Versnelde dood voor een Belg op de vier

Bij meer dan een op de vier sterfgevallen in België is vooraf beslist om geen eten, drank of medicijnen meer toe te dienen, zoals nu bij de Amerikaanse Terri Schiavo. Dat blijkt uit een recente Europese studie.
De onderzoekers ondervroegen tussen juni 2001 en februari 2002 duizenden artsen in zes Europese landen, waaronder België. Ze moesten melden of ze voorafgaand aan een overlijden hadden beslist om geen therapie meer te starten of de behandeling stop te zetten.

Bij 27 procent van de overlijdens bleek dat in België het geval, omdat de behandeling voortzetten zinloos was geworden. Meestal kregen de patiënten geen geneesmiddelen meer, in andere gevallen werd de voedingssonde afgekoppeld of het ademhalingsapparaat stilgelegd. België behoort daarmee tot de subtop in Europa, blijkt uit de studie, die zopas verscheen in Archives of Internal Medicine. Door de beslissing werd het leven van de patiënten nog verder ingekort. In de meeste gevallen gaat het maar om enkele dagen, omdat de patiënt al terminaal was. Bij kankerpatiënten werd daarentegen in een vijfde van de gevallen het leven met meer dan een maand ingekort.

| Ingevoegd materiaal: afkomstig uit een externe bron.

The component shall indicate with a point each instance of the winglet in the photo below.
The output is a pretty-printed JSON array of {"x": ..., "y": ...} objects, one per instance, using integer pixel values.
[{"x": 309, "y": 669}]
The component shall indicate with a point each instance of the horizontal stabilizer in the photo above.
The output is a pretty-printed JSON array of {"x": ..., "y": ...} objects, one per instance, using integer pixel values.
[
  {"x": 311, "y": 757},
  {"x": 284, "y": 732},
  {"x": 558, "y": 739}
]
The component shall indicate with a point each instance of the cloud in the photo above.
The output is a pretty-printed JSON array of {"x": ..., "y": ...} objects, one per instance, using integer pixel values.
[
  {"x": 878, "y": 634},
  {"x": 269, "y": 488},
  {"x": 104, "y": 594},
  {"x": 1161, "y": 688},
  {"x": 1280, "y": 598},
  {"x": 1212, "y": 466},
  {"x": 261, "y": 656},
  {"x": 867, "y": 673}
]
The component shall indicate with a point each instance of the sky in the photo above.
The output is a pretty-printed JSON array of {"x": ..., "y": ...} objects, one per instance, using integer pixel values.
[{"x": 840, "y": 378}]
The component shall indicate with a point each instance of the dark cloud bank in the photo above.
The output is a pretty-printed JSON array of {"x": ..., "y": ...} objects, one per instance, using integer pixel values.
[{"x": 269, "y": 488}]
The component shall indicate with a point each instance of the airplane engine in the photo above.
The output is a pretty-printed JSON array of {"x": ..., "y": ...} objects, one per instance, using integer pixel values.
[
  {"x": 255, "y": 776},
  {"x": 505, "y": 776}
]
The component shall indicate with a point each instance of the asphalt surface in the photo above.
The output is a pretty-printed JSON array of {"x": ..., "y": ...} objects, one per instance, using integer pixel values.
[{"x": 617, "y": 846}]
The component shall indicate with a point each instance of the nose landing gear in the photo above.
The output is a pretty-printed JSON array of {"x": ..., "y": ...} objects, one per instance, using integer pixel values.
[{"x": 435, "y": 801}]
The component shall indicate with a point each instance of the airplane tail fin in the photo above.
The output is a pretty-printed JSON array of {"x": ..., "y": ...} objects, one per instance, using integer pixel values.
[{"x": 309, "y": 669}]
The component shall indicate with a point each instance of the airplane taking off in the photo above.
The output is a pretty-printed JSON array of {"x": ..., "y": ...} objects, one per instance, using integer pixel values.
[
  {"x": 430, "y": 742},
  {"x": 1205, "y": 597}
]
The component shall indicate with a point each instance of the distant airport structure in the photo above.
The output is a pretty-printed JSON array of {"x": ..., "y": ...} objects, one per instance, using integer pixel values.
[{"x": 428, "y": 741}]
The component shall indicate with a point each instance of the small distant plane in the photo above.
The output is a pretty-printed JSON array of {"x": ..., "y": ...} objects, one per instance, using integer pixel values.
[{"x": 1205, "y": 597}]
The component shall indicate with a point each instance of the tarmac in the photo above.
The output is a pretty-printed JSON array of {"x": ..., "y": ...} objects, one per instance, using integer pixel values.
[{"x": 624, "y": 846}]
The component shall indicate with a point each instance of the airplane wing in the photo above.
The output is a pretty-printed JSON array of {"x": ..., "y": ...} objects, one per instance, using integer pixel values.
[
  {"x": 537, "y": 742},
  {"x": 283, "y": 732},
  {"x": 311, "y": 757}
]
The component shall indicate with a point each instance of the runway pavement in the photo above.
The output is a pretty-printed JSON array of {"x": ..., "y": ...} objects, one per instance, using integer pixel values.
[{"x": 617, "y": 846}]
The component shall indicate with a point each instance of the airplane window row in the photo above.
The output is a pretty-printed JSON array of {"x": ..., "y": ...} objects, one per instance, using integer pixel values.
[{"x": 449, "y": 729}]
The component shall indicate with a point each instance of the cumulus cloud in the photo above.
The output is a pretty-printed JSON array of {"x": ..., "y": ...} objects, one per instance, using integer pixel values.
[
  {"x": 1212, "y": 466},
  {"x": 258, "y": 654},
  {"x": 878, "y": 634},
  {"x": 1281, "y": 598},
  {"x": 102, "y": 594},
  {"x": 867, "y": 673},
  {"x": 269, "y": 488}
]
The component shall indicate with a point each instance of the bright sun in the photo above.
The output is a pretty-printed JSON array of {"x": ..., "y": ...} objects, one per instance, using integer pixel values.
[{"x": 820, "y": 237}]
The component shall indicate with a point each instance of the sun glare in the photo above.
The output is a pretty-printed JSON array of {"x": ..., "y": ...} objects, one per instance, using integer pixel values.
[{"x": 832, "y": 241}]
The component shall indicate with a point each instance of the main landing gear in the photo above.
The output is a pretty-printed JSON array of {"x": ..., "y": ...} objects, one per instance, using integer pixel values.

De beslissing om niet meer te behandelen valt doorgaans na overleg met de familie. ,,Meestal is de patiënt zelf er zo erg aan toe dat het niet meer mogelijk is om met hem te overleggen'', zegt dokter Johan Bilsen van de vub. ,,Als de patiënt nog wel bij bewustzijn is, stemt hij trouwens meestal in met het stopzetten van de behandeling.''

Anders dan in de Verenigde Staten is het stopzetten van een zinloze behandeling in België niet omstreden. Ook de Orde van Geneesheren vindt dat het leven (en lijden) van een patiënt niet nodeloos mag worden gerekt.